Wednesday, September 12, 2007

Midnite Madness: From Beyond


I love Stuart Gordon.

Not in a half-assed, I love Re-Animator and thus feel an affection for him way.

I enjoy and admire nearly all of his work, including less acclaimed works like Fortress and Space Truckers.

But until last night, the movie of his it had been the longest since I had seen was From Beyond, one of his most acclaimed movies. Not only that, but a movie I remembered quite fondly from my younger days.

I can't say I'm anything but glad to have made the wait. Seeing this newly restored version, as a more adult viewer, I must say this is something of a revelation. It's not a better movie than Re-Animator, but I think it is a more mature one.

Gordon and screenwriter Dennis Paoli take the short story, From Beyond by H.P. Lovecraft, as a jumping off place for an imaginative story about a psychiatrist who takes a schizophrenic man to recreate the experiments that drove him to his possible madness.

It's certainly not a perfect story. Those involved point out several popular nitpicks on the commentary, most of which made me roll my eyes as serious nitpicks more than they did as plot problems during the proper flow of the movie itself. More than those, I felt that the missing scene that apparently Gordon cut himself prior to the scissors of the MPAA reaching the movie and thus immune from the saving hand of editor Lee Percy is one in which Dr. Edward Pretorius drives a nail into the tongue of a young woman with whom is engaged in a BDSM relationship. The mere nature of the relationship may have seemed like it would suggest to an audience of his perversion in 1986, but in 2007, when as Dan Savage says, "Bondage is the new oral sex", that extra something might have made the point better.

Atrocious (and misleading) DVD cover art aside, this long anticipated restored DVD release is the answer to the dreams of many horror fans.


2 comments:

cinebeats said...

It's great to read some Stuart Gordon love! I really like him a lot too, even some of his straight-to video Full Moon flicks as well like Robot Jox and his underrated Pit and the Pendulum remake.

Confession time...

I'm a big Full Moon fan! They helped keep horror interesting in the early '90s. Without them my inner horror/sci-fi film fanatic might have gone nuts.

I was really happy when I heard that From Beyond was finally getting a DVD release. I think it's just as good as Re-Animator, but it's a different film and more "mature" might be a a good way to describe it.

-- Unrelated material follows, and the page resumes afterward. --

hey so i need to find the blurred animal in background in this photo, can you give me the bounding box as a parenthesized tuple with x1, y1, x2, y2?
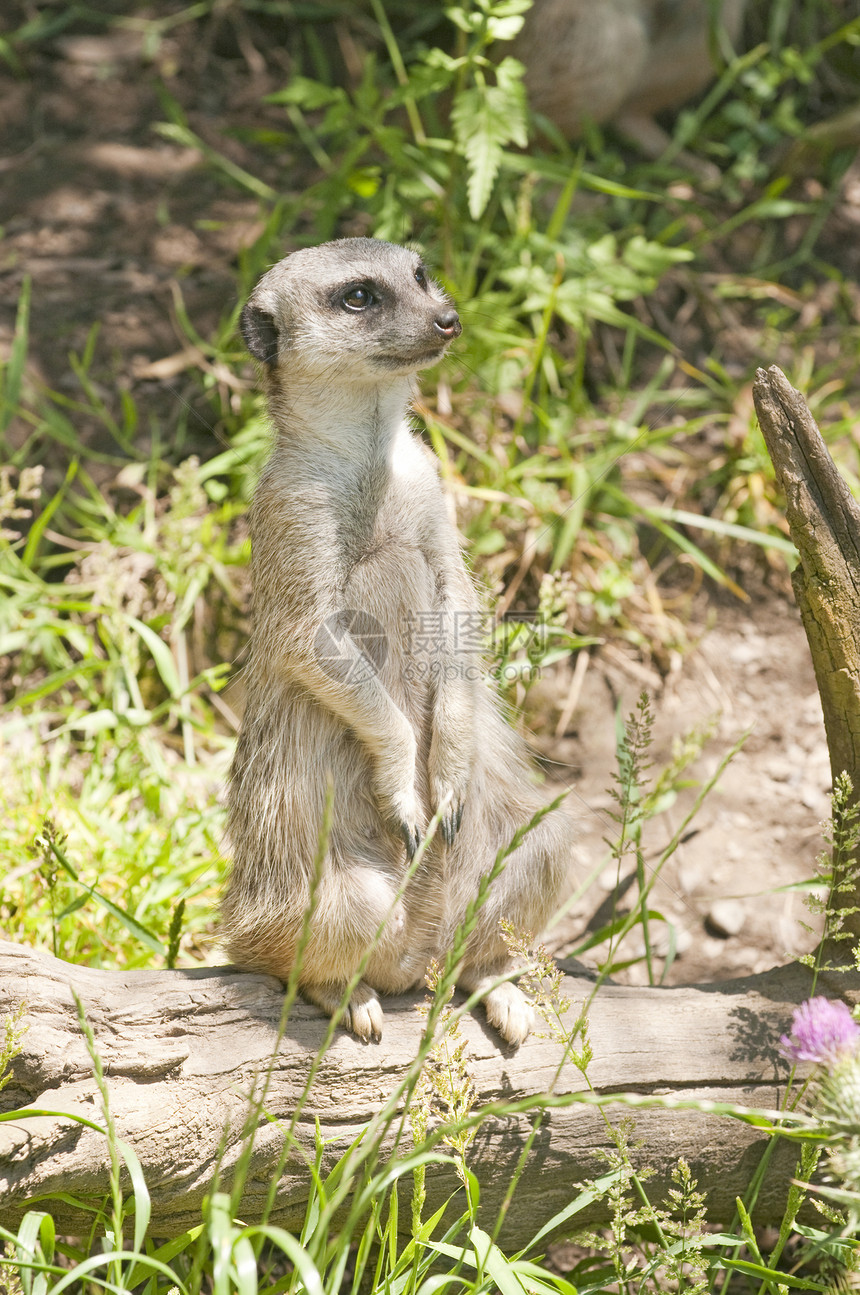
(513, 0, 747, 163)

And what is up with that crappy cover art for the DVD? I almost missed seeing the film sitting on the shelf at my local Borders last night. Bad cover art really annoys me. I wish companies would just stick to the original poster art when they release films but I guess some half-ass graphic artist needed work.

Neil Sarver said...

Thanks for your comment.

Indeed, I considered both of the movies you mentioned as my examples, and am indeed quite fond of both. The two I picked are, however, are the ones that I most often get the look I'd expect from others were I to say "Gee, this men's room smells terrific!" when I note my enjoyment of them.

Robot Jox is probably my least favorite Stuart Gordon movie, which frankly speaks more to my love of his work than my dislike of it, since it's a fun movie that I enjoy quite a bit.

I'll confess here that, while I've enjoyed what I've seen, I've not seen a whole lot of the Full Moon titles from that period.

I'm not convinced that a graphic artist whose work is that poor deserves work. I would be an absolutely terrible graphic artist, but even I could do better than that. But then I feel that way about most of the DVD cover designs these days.

Mind you, the original From Beyond art (pictured in the post, for anyone unaware), is hardly my favorite horror poster of the time period, and I can see why someone felt it was worth attempting to create something a little different...

And, I must say, this art is struggling desperately to do the things I'd have told a graphic artist to try... Bring in more color to capture more the feeling of the movie, bring in more of the sci-fi element, blah, blah, blah...

But it fails so miserably at creating an aesthetically pleasing or even just eye-grabbing image and doesn't feel like it represents the movie itself at all. Looking at it, the person in charge should have sent the assignment to a qualified artist or simply shrugged and gone back to the original poster art, which certainly is evocative and eye-grabbing. That art is just plain embarrassing and to bad, because a lot of work clearly went into restoring the movie itself and providing some entertaining and informative extras. And while that is certainly, for me, the important part, it is like the marketing department decided to take a crap all over their work by making it an awful eye-sore that only existing fans of the movie would ever make the effort to purchase or rent.